Heather Honey, a right-wing activist who pushed false claims of fraud after the 2020 presidential election, was hired to serve as the deputy assistant secretary on election integrity at the DHS Office of Strategy, Policy and Plans, according to Democracy Docket. The role did not previously exist under the Biden administration.
Honey is the founder of the Election Research Institute, a group behind a recent elections rule change in Georgia which would allow county boards to postpone certifying election tallies until officials can review any discrepancies between ballots cast and the total number of people who voted, which are typically considered to be minor issues that are not evidence of malfeasance.

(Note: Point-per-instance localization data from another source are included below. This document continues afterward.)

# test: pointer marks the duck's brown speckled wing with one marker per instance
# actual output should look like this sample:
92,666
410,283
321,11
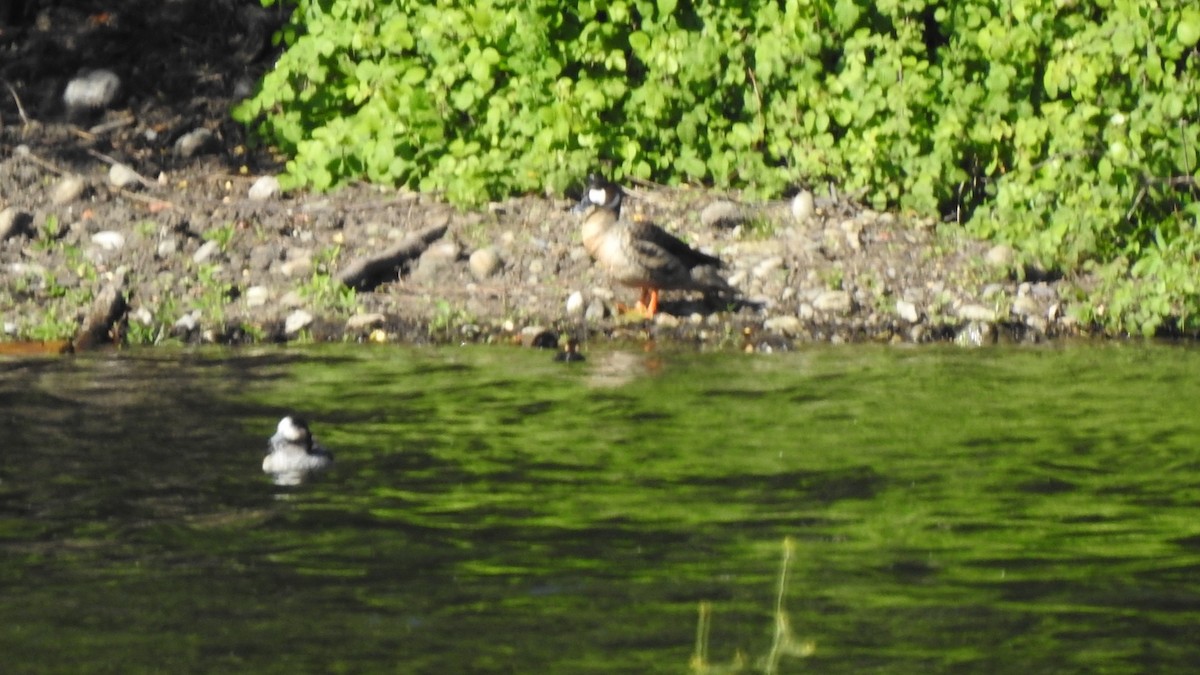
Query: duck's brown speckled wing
652,236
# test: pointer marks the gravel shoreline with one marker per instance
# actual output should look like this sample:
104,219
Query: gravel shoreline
121,173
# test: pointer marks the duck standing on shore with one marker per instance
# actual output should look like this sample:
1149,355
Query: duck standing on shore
643,255
293,453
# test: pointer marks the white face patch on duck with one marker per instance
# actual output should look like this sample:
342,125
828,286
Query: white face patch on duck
599,196
293,431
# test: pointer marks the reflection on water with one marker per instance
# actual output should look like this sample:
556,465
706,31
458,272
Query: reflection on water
495,511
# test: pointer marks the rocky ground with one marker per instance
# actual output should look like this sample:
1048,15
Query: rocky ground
149,191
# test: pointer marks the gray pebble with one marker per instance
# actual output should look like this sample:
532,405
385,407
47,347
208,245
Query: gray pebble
167,248
723,214
257,296
121,175
195,142
835,302
187,323
205,251
91,91
69,189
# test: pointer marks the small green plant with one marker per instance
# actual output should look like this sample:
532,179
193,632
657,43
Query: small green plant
323,290
447,317
760,228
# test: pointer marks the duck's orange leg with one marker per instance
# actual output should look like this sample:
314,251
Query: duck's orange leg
654,304
648,303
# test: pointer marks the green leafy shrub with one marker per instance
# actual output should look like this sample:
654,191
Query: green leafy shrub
1063,126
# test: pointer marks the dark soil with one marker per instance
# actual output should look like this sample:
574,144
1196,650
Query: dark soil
198,260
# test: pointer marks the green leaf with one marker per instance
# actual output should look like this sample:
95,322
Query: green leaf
1188,29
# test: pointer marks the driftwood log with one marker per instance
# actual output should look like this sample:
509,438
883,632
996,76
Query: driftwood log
108,309
367,272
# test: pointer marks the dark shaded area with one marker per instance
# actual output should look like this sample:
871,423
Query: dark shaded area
181,64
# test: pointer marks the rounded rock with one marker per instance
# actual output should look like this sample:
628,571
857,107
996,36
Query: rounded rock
907,311
205,251
93,91
484,263
121,175
1000,256
195,142
575,304
69,189
803,207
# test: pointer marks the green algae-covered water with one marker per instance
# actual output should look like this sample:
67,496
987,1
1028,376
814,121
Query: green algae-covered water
840,509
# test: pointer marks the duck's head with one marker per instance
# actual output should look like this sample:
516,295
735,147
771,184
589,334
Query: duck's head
599,192
294,429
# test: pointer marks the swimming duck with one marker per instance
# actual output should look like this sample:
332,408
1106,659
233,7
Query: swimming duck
642,255
293,452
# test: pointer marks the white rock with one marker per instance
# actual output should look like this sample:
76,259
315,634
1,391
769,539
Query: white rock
595,310
1000,256
767,267
790,326
205,251
167,248
976,314
837,302
121,175
69,189
907,311
265,187
108,239
803,208
91,91
575,303
297,321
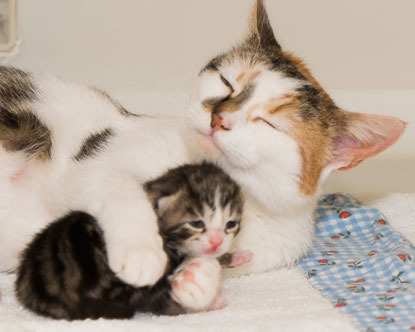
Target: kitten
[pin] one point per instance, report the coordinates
(65, 274)
(256, 111)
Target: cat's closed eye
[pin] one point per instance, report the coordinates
(265, 121)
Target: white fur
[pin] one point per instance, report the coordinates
(277, 225)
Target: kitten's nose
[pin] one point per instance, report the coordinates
(215, 240)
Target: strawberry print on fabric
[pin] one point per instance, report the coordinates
(362, 265)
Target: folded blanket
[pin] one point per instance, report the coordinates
(281, 300)
(362, 265)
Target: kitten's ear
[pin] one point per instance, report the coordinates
(364, 136)
(261, 30)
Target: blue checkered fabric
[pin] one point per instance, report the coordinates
(360, 263)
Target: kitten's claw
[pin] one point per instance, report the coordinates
(196, 284)
(240, 258)
(138, 263)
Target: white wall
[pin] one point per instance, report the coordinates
(160, 44)
(149, 51)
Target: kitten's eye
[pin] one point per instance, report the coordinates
(265, 121)
(231, 224)
(199, 224)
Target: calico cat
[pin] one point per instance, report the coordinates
(65, 274)
(256, 111)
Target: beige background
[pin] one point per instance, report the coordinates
(148, 52)
(161, 44)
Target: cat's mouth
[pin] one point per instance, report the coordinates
(208, 144)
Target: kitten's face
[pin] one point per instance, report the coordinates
(201, 213)
(258, 112)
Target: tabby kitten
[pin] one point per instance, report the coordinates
(65, 272)
(256, 111)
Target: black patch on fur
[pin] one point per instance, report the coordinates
(20, 129)
(73, 249)
(93, 144)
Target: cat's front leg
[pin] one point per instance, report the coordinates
(196, 284)
(135, 248)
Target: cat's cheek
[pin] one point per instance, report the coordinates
(207, 146)
(238, 149)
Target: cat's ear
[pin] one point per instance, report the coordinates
(364, 136)
(261, 33)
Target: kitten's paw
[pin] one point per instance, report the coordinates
(196, 284)
(240, 258)
(220, 303)
(139, 263)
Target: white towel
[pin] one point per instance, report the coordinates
(280, 300)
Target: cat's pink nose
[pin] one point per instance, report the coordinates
(215, 240)
(216, 122)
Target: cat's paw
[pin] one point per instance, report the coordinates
(196, 284)
(139, 263)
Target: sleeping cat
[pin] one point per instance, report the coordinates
(64, 271)
(256, 111)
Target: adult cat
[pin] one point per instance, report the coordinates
(256, 111)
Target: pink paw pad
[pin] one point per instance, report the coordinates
(241, 258)
(188, 275)
(220, 303)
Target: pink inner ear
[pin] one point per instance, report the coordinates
(366, 136)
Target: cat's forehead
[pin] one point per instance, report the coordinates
(266, 77)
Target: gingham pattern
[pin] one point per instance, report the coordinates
(362, 265)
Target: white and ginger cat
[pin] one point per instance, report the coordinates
(256, 111)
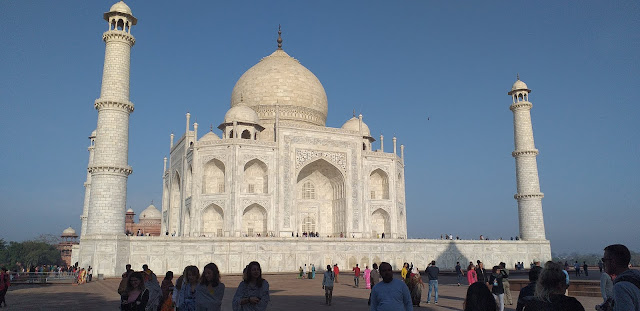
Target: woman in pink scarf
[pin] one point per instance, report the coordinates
(367, 277)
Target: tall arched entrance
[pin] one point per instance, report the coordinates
(380, 223)
(321, 199)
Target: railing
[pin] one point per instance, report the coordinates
(43, 277)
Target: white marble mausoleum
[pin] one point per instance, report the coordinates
(272, 172)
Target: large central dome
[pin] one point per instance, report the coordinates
(280, 78)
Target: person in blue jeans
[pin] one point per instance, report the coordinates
(432, 273)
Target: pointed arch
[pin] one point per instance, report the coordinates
(254, 220)
(327, 203)
(176, 200)
(380, 223)
(379, 185)
(212, 221)
(213, 179)
(256, 177)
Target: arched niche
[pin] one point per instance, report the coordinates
(379, 185)
(212, 221)
(213, 179)
(380, 223)
(327, 203)
(256, 177)
(254, 220)
(176, 200)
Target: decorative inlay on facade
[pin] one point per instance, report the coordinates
(120, 36)
(113, 104)
(304, 156)
(222, 203)
(124, 170)
(529, 196)
(376, 154)
(518, 105)
(289, 192)
(262, 202)
(525, 152)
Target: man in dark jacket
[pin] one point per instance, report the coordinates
(527, 293)
(432, 274)
(482, 276)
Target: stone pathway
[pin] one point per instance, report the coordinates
(287, 293)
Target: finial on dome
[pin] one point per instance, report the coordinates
(279, 38)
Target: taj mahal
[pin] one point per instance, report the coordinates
(272, 173)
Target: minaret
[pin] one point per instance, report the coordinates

Honey is also the founder of Pennsylvania Fair Elections, an election-denying activist group that spread misinformation about the 2020 presidential election in coordination with other activists, like Cleta Mitchell. Mitchell, it’s worth noting, is a far-right activist with the ear of the president who thinks Honey is a “wonderful person.”
The Trump administration has long peddled debunked conspiracy theories that the 2020 election was stolen, and Honey’s hiring is just the latest sign that they plan to continue.
After the 2020 general election, Honey alleged widespread voter fraud in Pennsylvania and attempted to access voter records to conduct her own independent review. Honey’s research organization Verity Vote claimed that Pennsylvania had a “voter deficit” which left more than 100,000 votes uncounted, and claimed that the state had sent ballots to unregistered voters.
Trump made slightly different allegations about Pennsylvania’s 2020 general election, claiming that there had been more votes than voters, which also proved to be false.
Honey also served as the star witness for Kari Lake’s failed case alleging that hundreds of thousands of phony ballots were cast in Maricopa County, Arizona. She tried to accuse the county of failing to respond to her public records request for paperwork about ballot drop-off, to which an attorney for the county argued she had completely misunderstood what kind of document she needed.
When pressed on how many illegal ballots Honey believed had been injected into the election, she said that it wasn’t an “answerable question.”